Vinogradov injects humor and a contemporary manner of fragmented narrative by sending each main character to deliver intimate confessions at a microphone, while the rest of the characters go on about their business on stage. A live musical trio provides show-stopping performances that accompany the action, as during Dmitry and Lyolya's wedding, or stand outside it, as when Margarita Kron belts out a rousing number that bagged an ovation the night I attended.

Secondary roles are anything but that in this production. Yulia Gomanyuk plays character parts ranging from the farcical to the odious — as when she plays the head of a commission that blocks Dmitry's and Ilya's research. Sergei Galakhov plays a darkly unscrupulous administrator as deftly as he interprets a drunken guest at the wedding.

Vladimir Pryanchin turns in a heartfelt monologue as a scientist who hopes one day, through the miracle of cryonics, to meet again the only woman he ever loved.

For me, the crux of the production occurs as Galakhov's administrator assures us that Russians are not behind the world in everything, as some may suggest. They are merely more cautious and take more time to think. It's a double-edged sword.
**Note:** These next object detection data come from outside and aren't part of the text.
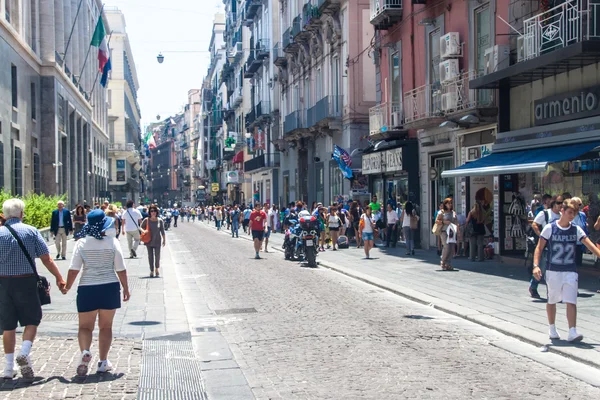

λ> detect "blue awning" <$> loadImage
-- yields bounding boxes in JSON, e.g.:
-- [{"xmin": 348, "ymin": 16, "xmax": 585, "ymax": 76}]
[{"xmin": 442, "ymin": 142, "xmax": 600, "ymax": 178}]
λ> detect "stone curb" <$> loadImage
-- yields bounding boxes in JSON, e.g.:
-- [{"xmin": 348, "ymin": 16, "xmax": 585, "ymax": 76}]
[{"xmin": 208, "ymin": 225, "xmax": 600, "ymax": 369}]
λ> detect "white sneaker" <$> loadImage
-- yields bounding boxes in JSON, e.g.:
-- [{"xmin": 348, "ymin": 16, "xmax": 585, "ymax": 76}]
[
  {"xmin": 16, "ymin": 354, "xmax": 35, "ymax": 379},
  {"xmin": 2, "ymin": 366, "xmax": 17, "ymax": 379},
  {"xmin": 77, "ymin": 350, "xmax": 92, "ymax": 376},
  {"xmin": 567, "ymin": 328, "xmax": 583, "ymax": 342},
  {"xmin": 96, "ymin": 360, "xmax": 112, "ymax": 374}
]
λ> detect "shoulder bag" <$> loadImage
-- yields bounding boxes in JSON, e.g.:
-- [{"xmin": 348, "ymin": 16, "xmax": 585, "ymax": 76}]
[
  {"xmin": 4, "ymin": 225, "xmax": 52, "ymax": 306},
  {"xmin": 140, "ymin": 218, "xmax": 152, "ymax": 244}
]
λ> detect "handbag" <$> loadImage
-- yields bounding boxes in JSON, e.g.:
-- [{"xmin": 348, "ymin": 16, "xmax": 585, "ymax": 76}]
[
  {"xmin": 140, "ymin": 218, "xmax": 152, "ymax": 244},
  {"xmin": 4, "ymin": 225, "xmax": 52, "ymax": 306}
]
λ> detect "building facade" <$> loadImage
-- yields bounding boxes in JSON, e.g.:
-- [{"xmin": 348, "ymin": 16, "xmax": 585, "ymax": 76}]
[
  {"xmin": 0, "ymin": 0, "xmax": 109, "ymax": 206},
  {"xmin": 104, "ymin": 7, "xmax": 145, "ymax": 204}
]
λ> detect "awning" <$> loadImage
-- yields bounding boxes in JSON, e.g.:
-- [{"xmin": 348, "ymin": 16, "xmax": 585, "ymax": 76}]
[
  {"xmin": 231, "ymin": 150, "xmax": 244, "ymax": 164},
  {"xmin": 442, "ymin": 142, "xmax": 600, "ymax": 178}
]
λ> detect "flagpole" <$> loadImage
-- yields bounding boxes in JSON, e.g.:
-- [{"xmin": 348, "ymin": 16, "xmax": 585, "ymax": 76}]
[
  {"xmin": 77, "ymin": 4, "xmax": 104, "ymax": 87},
  {"xmin": 90, "ymin": 31, "xmax": 114, "ymax": 99},
  {"xmin": 63, "ymin": 0, "xmax": 85, "ymax": 59}
]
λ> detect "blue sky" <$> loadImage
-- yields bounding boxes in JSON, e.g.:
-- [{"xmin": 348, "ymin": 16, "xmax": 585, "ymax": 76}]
[{"xmin": 106, "ymin": 0, "xmax": 224, "ymax": 124}]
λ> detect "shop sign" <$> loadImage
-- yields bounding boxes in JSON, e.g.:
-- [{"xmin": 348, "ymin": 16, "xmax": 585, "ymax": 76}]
[
  {"xmin": 534, "ymin": 86, "xmax": 600, "ymax": 125},
  {"xmin": 362, "ymin": 153, "xmax": 381, "ymax": 175},
  {"xmin": 383, "ymin": 147, "xmax": 402, "ymax": 172}
]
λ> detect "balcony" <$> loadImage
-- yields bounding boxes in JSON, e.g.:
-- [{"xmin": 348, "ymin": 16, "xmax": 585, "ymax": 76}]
[
  {"xmin": 470, "ymin": 0, "xmax": 600, "ymax": 89},
  {"xmin": 273, "ymin": 42, "xmax": 287, "ymax": 67},
  {"xmin": 282, "ymin": 28, "xmax": 299, "ymax": 53},
  {"xmin": 283, "ymin": 110, "xmax": 306, "ymax": 135},
  {"xmin": 317, "ymin": 0, "xmax": 341, "ymax": 14},
  {"xmin": 256, "ymin": 39, "xmax": 271, "ymax": 60},
  {"xmin": 244, "ymin": 153, "xmax": 281, "ymax": 172},
  {"xmin": 404, "ymin": 83, "xmax": 445, "ymax": 129},
  {"xmin": 231, "ymin": 86, "xmax": 244, "ymax": 109},
  {"xmin": 369, "ymin": 101, "xmax": 407, "ymax": 140},
  {"xmin": 369, "ymin": 0, "xmax": 404, "ymax": 30},
  {"xmin": 306, "ymin": 96, "xmax": 342, "ymax": 129}
]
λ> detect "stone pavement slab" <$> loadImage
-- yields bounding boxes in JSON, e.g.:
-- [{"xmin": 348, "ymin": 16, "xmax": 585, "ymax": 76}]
[{"xmin": 205, "ymin": 219, "xmax": 600, "ymax": 368}]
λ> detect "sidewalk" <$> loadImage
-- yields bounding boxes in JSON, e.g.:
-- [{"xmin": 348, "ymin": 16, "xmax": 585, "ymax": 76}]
[{"xmin": 204, "ymin": 224, "xmax": 600, "ymax": 368}]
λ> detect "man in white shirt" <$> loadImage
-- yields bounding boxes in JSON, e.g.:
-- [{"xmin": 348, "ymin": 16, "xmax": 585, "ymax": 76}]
[
  {"xmin": 529, "ymin": 196, "xmax": 563, "ymax": 299},
  {"xmin": 123, "ymin": 200, "xmax": 142, "ymax": 258}
]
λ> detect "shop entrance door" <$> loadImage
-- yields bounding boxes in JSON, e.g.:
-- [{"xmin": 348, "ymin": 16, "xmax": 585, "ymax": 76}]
[{"xmin": 429, "ymin": 153, "xmax": 457, "ymax": 247}]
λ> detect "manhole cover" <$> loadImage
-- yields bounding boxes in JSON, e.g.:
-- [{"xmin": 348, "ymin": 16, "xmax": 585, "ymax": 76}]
[
  {"xmin": 215, "ymin": 308, "xmax": 258, "ymax": 315},
  {"xmin": 42, "ymin": 313, "xmax": 79, "ymax": 321}
]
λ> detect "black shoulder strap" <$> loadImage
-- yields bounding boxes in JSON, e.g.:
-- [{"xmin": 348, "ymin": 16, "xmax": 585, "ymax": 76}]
[{"xmin": 4, "ymin": 225, "xmax": 40, "ymax": 279}]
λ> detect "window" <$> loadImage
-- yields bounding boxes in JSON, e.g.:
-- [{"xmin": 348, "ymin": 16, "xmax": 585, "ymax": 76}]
[
  {"xmin": 33, "ymin": 154, "xmax": 42, "ymax": 194},
  {"xmin": 10, "ymin": 65, "xmax": 19, "ymax": 108},
  {"xmin": 0, "ymin": 142, "xmax": 4, "ymax": 188},
  {"xmin": 31, "ymin": 82, "xmax": 37, "ymax": 119},
  {"xmin": 13, "ymin": 147, "xmax": 23, "ymax": 196}
]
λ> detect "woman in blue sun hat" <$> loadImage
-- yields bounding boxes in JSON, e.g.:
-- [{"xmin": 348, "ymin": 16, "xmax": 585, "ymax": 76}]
[{"xmin": 65, "ymin": 209, "xmax": 130, "ymax": 376}]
On the lips of this snake, you want to laugh at the notion. But in the context of the show that unfolds, there is a deep truth to it, too.

Isn't that what keeps any myth alive? It works from every possible angle.

Note: The Gogol Center closes for renovations at month's end. The next performances of "Nine" are the last until the theater reopens in the spring.

"Nine" (Devyat) plays Oct. 17, 18 and 19 at 8:30 p.m. on the small stage of the Gogol Center, at 8 Ulitsa Kazakova. Metro Kurskaya. 499-262-9214, gogolcenter.com. Running time: 1 hour, 50 minutes.